Ruaida: I’ve always been creative and passionate about art. This passion became my career very organically. I studied graphic design, worked as a designer and teacher for a few years and then got my masters in illustration from SCAD. I love that my job allows me to always learn something new, each project takes me on a new path and pushes me to think outside of the box.
Susan: What did you think about when you were hired to illustrate a book about an Arab American girl?
Ruaida: This was my first project with my current agent, and I was so excited when I learned about it and even happier once I got the gig. I instantly connected to Farah and her family and really loved the Arab words thrown here and there in the dialogues! Growing up I didn’t have any characters I could relate to in terms of cultural background, so being part of this project is a tremendous honor.
Susan: How did you go about sketching the character and the designs (such as the tatreez, etc)? Do you work in a specific program or by hand? Did you do any research?
Ruaida: Farah went through a few different stages to get her to look the right age, get the right expression and bring her personality to life. I used my niece as reference for the shape of her face, eyes and eyebrows, so she would look more like a real Arab girl. I always try to include some elements of Palestinian art in her clothing and in the decorative elements of the pages. I did a lot of research on Palestinian embroidery and ceramics, each book has a pattern that I create using traditional symbols from images that I collect. Everything is created digitally using Photoshop.
Susan: Who are some of your influences? What types of things inspire you?
Ruaida: There are so many! I love the work of Henri Matisse and Gustav Klimt, especially their approach to design and the use of color and patterns. But I also follow a lot of contemporary illustrators like Carson Ellis, Julia Sarda, Leo Espinosa and the list goes on. I love seeing different styles and ways in which artists interpret reality. But most of my inspiration comes from researching different cultures, traveling and reading. Creativity is fed by curiosity, so I'm always trying to learn new things and visit new places, paying lots of attention to folk art and traditions.
Ruaida Mannaa is a Colombian/Lebanese Illustrator and Designer. Her background includes several design projects as well as experience as a Digital Design professor.
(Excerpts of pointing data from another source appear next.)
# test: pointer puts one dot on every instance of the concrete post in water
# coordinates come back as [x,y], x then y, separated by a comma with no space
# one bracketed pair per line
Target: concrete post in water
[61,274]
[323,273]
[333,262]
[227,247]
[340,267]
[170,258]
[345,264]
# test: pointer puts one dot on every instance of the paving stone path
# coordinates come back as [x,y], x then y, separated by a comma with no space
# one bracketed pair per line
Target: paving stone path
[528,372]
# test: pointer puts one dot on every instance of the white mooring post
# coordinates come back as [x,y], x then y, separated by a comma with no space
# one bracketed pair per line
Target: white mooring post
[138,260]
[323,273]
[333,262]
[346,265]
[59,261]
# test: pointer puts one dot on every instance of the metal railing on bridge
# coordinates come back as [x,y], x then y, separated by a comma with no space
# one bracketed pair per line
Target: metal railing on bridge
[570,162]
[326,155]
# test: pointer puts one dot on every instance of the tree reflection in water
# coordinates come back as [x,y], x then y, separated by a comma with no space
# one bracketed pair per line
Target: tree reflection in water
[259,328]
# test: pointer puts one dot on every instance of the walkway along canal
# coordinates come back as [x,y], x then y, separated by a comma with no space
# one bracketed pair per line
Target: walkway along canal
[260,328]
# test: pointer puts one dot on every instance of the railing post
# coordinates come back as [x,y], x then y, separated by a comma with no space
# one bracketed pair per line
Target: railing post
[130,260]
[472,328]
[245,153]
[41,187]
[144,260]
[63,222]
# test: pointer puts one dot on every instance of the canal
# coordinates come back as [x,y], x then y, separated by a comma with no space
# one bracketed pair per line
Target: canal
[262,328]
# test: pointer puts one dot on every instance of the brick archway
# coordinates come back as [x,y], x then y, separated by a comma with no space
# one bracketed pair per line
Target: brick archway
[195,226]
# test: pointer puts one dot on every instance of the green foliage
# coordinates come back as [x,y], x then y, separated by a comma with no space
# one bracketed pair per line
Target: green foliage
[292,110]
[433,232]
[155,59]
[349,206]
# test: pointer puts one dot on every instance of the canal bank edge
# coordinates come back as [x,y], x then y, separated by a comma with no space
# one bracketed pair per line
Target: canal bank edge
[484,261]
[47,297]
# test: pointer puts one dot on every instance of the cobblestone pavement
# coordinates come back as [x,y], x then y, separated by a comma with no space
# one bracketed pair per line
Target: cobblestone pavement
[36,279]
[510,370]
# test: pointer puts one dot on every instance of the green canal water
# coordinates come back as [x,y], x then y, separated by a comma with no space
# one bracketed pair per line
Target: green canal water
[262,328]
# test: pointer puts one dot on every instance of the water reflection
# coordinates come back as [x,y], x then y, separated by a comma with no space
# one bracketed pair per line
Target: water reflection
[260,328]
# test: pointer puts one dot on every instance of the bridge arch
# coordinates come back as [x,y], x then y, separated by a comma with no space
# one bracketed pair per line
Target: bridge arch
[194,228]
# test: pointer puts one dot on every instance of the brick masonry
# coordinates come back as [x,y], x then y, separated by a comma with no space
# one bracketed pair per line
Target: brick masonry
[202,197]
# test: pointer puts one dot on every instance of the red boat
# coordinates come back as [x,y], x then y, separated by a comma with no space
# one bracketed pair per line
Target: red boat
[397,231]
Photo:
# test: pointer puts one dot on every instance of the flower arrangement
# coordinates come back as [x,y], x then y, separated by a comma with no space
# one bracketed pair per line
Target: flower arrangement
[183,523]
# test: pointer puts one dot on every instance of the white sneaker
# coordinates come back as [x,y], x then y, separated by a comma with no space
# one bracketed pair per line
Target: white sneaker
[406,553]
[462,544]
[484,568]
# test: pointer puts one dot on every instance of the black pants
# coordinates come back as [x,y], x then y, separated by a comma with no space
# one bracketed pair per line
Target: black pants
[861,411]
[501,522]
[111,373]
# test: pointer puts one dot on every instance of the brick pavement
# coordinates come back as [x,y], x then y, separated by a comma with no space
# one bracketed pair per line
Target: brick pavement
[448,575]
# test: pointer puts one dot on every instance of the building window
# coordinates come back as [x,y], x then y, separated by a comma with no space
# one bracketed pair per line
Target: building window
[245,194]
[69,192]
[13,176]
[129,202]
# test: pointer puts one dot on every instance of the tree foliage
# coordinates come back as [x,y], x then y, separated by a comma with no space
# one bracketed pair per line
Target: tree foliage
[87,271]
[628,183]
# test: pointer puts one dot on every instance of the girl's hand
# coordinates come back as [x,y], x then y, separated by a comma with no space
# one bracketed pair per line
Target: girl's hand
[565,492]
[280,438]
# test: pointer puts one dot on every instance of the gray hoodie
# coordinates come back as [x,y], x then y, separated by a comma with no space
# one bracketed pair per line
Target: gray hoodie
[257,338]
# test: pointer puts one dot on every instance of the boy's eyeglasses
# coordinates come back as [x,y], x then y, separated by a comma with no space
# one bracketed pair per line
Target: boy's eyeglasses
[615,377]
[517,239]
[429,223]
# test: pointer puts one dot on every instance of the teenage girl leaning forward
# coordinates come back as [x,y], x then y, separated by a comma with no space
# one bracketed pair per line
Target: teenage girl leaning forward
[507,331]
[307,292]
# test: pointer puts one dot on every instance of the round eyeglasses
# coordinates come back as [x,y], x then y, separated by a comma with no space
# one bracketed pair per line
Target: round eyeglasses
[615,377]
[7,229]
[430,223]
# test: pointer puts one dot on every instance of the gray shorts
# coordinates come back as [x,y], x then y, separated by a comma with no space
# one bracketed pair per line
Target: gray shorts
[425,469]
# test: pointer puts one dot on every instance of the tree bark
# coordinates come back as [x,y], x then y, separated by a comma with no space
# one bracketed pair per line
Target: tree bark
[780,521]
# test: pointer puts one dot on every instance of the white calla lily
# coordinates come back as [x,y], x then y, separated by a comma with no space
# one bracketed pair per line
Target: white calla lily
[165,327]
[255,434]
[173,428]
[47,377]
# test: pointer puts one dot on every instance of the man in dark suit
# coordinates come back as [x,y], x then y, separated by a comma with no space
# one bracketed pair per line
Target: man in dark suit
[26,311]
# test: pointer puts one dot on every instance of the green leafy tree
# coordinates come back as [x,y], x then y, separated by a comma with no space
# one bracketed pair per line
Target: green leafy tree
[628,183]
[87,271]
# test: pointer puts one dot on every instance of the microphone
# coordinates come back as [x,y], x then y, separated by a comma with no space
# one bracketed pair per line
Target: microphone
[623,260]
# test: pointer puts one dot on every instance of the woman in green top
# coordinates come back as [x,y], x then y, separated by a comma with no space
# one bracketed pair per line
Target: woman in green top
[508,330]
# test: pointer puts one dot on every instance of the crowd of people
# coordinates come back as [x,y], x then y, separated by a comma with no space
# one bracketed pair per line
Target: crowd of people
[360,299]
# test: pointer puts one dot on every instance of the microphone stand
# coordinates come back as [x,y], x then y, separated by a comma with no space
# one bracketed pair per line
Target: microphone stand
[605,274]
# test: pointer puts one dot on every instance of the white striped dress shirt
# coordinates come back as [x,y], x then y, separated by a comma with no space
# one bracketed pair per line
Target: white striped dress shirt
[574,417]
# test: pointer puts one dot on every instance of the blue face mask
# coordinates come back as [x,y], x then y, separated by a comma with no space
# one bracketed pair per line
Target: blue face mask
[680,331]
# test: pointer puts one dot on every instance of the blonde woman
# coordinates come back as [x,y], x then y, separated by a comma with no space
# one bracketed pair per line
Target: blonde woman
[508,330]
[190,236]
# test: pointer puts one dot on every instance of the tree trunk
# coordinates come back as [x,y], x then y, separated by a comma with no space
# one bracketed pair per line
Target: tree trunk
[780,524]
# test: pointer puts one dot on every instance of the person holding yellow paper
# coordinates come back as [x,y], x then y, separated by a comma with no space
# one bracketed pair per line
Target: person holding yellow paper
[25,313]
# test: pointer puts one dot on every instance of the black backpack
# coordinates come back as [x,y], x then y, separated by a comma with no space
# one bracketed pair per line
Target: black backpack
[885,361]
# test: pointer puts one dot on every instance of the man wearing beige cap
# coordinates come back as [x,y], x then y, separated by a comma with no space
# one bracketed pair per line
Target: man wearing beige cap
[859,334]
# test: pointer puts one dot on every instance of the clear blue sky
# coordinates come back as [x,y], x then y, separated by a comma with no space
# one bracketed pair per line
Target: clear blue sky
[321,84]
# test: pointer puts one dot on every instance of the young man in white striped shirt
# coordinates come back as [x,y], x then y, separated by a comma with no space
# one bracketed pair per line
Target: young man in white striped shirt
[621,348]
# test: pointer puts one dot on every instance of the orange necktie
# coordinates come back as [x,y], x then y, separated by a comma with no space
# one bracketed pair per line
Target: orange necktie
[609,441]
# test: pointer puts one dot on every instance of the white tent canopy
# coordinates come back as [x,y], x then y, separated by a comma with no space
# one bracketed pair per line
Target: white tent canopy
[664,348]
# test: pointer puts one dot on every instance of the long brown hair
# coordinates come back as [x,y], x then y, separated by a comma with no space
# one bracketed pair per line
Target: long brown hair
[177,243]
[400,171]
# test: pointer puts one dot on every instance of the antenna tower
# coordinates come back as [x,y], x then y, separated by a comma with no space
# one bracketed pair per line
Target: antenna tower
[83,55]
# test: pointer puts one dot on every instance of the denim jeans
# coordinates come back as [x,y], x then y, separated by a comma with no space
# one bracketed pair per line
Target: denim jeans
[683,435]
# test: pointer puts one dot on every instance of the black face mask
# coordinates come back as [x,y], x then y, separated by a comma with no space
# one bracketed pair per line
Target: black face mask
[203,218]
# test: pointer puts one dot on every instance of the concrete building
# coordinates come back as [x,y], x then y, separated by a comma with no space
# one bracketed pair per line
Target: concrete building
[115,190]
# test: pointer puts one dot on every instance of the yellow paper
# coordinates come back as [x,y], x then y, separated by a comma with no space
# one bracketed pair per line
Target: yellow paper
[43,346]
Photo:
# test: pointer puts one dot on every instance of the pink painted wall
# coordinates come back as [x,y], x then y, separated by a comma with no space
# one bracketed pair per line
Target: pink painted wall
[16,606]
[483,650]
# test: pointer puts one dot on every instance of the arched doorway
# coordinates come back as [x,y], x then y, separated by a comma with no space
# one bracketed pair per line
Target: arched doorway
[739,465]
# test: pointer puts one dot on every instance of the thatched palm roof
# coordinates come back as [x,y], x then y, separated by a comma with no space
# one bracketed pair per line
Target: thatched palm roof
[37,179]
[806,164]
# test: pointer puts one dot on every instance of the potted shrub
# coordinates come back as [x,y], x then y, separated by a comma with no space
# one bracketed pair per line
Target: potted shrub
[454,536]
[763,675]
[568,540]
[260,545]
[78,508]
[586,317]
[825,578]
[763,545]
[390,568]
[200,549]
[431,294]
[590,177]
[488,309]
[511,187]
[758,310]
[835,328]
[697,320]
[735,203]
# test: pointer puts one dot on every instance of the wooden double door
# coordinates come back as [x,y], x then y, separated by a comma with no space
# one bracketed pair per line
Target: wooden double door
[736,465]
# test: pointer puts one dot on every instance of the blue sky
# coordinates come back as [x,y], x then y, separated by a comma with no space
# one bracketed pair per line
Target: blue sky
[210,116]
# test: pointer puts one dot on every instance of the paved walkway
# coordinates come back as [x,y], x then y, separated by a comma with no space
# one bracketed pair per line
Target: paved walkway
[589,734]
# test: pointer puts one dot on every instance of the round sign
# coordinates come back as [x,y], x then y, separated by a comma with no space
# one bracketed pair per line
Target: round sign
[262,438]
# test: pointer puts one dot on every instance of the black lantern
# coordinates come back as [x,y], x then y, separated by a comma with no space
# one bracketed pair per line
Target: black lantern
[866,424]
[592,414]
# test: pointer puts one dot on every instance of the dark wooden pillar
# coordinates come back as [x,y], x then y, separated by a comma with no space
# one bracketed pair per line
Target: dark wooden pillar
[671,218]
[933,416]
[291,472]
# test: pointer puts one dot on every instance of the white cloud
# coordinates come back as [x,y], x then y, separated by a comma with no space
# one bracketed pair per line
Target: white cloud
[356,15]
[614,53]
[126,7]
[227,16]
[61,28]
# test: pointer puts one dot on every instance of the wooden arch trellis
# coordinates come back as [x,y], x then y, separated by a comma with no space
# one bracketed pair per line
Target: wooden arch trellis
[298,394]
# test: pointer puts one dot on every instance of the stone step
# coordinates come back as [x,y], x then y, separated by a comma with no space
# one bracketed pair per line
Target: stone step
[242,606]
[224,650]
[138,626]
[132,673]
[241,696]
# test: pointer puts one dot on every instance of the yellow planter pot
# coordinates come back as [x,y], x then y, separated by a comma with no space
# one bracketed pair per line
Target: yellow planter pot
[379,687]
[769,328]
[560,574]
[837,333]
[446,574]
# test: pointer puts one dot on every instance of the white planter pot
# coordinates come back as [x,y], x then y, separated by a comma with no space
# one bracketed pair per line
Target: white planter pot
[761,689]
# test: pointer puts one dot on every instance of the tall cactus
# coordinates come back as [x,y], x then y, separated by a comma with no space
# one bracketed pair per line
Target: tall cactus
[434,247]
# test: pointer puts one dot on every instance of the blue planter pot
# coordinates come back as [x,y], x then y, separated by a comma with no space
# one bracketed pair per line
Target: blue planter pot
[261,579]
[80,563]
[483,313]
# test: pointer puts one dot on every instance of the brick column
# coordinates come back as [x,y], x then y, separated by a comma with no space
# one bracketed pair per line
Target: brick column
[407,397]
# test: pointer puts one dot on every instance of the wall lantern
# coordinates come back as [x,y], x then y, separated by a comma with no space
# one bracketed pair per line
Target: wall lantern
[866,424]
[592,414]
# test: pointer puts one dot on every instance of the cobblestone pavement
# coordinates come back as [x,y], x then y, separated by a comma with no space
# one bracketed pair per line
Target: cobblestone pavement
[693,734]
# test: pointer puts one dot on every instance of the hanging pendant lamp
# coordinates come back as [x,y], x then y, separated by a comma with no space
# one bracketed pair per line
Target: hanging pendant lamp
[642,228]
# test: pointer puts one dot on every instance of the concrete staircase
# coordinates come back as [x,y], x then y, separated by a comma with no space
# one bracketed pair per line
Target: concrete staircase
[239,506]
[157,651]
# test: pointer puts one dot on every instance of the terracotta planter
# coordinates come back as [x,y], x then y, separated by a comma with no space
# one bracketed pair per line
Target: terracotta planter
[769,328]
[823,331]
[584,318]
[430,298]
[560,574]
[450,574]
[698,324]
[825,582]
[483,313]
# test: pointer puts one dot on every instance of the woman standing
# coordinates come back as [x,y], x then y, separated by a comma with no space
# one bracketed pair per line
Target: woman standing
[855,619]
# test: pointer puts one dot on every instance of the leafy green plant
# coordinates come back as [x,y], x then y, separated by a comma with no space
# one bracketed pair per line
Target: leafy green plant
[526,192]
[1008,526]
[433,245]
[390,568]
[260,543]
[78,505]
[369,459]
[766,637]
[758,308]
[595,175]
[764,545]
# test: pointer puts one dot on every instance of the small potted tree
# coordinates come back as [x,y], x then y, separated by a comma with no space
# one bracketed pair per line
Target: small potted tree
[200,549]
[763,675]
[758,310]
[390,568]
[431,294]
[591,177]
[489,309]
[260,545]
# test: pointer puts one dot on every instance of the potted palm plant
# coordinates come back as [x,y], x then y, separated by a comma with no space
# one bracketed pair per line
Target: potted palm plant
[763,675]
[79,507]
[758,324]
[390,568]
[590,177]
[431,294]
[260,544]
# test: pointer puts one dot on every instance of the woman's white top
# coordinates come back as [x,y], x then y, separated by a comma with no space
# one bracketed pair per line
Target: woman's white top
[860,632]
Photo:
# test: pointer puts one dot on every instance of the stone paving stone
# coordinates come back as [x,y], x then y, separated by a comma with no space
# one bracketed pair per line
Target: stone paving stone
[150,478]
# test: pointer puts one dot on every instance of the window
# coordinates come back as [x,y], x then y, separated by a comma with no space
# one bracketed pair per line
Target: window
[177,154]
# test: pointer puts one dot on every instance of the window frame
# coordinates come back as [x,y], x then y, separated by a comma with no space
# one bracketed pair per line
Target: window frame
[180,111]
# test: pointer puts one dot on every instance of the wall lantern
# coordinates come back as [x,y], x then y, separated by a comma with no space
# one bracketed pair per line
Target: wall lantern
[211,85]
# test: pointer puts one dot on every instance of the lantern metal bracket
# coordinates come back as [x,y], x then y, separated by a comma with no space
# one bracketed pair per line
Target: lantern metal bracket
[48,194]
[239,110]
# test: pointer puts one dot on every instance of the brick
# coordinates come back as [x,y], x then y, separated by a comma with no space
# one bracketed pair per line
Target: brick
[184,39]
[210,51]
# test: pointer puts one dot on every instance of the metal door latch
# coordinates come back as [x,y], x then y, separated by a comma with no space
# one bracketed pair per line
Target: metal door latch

Ruaida believes that creativity comes from curiosity so she is constantly exploring and visually interpreting the world around her. Ruaida grew up in a multicultural family, surrounded by different languages, loud parties and delicious food! So culture and cultural exchange are definitely her greatest inspiration.
Ruaida graduated from the Savannah College of Art and Design with a Master of Fine Arts in Illustration. She is currently based in Barranquilla, Colombia, where she works with clients all over the world.